The federal government built a verification system called SAVE — designed specifically to check whether names on state voter rolls belong to actual U.S. citizens. On Monday, a Biden-appointed judge in Washington blocked states from using it. The case is League of Women Voters et al v. DHS, case number 25-3501.
The tool that catches non-citizens on voter rolls now has an injunction on it. With midterms approaching. Does this seem like a set up to anyone else?
U.S. District Judge Sparkle Sooknanan, who sits on the D.C. bench and was appointed by President Joe Biden, issued the order. Her reasoning started here: “This case implicates two fundamental rights that protect Americans from government overreach: the right to privacy and the right to vote.” That framing is doing a lot of work. The system exists to verify citizenship status — the most basic qualification for voting in a federal election. Calling that “government overreach” requires treating the eligibility check itself as the threat.

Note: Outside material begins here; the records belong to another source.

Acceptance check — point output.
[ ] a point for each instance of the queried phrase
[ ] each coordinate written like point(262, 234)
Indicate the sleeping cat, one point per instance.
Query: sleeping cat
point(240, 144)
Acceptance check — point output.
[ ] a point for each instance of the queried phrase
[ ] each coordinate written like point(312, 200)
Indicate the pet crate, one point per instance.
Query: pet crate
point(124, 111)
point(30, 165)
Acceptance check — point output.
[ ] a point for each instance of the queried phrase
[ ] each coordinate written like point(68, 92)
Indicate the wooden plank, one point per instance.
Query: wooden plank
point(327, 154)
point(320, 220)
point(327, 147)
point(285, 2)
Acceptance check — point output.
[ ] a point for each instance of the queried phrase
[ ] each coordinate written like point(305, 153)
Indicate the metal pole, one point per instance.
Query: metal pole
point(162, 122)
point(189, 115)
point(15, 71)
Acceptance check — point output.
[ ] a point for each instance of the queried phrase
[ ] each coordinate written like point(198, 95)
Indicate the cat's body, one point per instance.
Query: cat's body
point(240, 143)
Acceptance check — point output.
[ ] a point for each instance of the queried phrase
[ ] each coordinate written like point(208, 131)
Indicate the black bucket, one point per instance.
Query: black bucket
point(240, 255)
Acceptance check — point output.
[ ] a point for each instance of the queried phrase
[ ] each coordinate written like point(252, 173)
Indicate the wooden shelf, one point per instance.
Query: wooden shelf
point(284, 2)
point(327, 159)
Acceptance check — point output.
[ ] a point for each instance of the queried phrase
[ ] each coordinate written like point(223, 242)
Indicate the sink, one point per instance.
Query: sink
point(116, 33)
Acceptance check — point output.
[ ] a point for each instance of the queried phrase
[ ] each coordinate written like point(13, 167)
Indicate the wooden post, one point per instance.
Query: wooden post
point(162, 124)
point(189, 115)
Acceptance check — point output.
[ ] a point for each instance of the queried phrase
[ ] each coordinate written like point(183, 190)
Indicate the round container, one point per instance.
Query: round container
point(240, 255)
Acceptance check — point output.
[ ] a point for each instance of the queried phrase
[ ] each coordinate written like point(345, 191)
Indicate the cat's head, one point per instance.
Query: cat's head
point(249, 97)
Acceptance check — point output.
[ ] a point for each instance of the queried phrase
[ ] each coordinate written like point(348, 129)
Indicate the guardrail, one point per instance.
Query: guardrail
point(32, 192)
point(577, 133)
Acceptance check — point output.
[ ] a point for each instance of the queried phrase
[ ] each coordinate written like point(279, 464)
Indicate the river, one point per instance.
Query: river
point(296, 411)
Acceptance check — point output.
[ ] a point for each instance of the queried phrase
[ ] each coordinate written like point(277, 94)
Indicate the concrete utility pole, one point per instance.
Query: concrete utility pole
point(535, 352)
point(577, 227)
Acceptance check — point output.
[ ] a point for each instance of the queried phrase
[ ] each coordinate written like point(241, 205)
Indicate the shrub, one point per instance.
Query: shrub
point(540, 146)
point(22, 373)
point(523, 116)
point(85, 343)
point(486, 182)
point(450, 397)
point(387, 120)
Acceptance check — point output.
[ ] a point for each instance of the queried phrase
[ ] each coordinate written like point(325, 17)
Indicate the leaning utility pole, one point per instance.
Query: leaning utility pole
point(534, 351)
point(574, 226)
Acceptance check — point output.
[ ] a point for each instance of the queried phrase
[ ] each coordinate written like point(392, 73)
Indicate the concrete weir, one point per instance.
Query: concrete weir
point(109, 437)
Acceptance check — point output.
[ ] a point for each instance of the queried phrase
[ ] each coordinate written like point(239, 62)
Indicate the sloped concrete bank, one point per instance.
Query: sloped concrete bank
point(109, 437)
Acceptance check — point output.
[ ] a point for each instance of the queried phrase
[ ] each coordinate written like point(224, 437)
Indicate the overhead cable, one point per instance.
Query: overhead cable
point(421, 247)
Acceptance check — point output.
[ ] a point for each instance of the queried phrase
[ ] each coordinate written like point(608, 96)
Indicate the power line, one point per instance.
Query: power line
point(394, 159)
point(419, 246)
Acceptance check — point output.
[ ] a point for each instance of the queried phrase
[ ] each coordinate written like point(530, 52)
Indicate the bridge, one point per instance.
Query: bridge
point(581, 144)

The SAVE system, administered by U.S. Citizenship and Immigration Services, had been updated under the Trump administration to remove the requirement that states provide all nine digits of a Social Security number to run a verification check. That change made it easier for states to cross-reference their voter rolls against federal immigration records. The point was straightforward: if someone on a voter roll isn’t a citizen, the state should know.
Judge Sooknanan saw it differently. She wrote that “several federal agencies have joined forces to create a centralized federal database that contains the private information of United States citizens” and that “states have partnered with the federal government to access the database and are actively removing United States citizens from voter rolls based on inaccurate information.” The concern, per her ruling, is that the system might accidentally flag actual citizens.
That’s a real concern — in theory. No database is perfect. But the remedy she chose wasn’t to require better accuracy safeguards or mandate an appeals process for flagged voters. The remedy was to block the entire system. States can no longer use SAVE to check citizenship status on their voter rolls at all.
A USCIS spokesman responded plainly: “America’s elections are reserved exclusively for American citizens.” That used to be a bipartisan statement of the obvious. Now it’s apparently a contested legal position in the District of Columbia.
The timing here is significant. The 2026 midterms are less than five months away. States that had begun using the updated SAVE system to clean their rolls are now enjoined from continuing. The ruling doesn’t just block future checks — it stops the process that was already underway.
The plaintiffs in the case are the League of Women Voters and allied organizations. Their argument is that SAVE is inaccurate and that citizens are being incorrectly removed. If that’s true, the fix is improving the system’s accuracy — not eliminating the only federal tool states have for verifying that voters are citizens. You don’t shut down airport security because the metal detector occasionally beeps on a belt buckle.
Judge Sooknanan, who immigrated to the United States from Trinidad and Tobago, was elevated to the D.C. district court by former president Joe Biden. Her ruling doesn’t dispute that non-citizens end up on voter rolls. It doesn’t claim SAVE never correctly identifies them. It blocks the system on the grounds that it also sometimes incorrectly flags citizens — a standard that, applied consistently, would shut down every verification system the federal government operates.
The administration will almost certainly appeal. But the injunction is in effect now, during the window when states conduct voter roll maintenance ahead of an election cycle. Every week the block holds is a week states can’t use federal records to verify citizenship.
The system that catches non-citizens on voter rolls has been shut down by a judge who says checking citizenship status threatens the right to vote. Both of those things are true at the same time, and only one of them is supposed to be.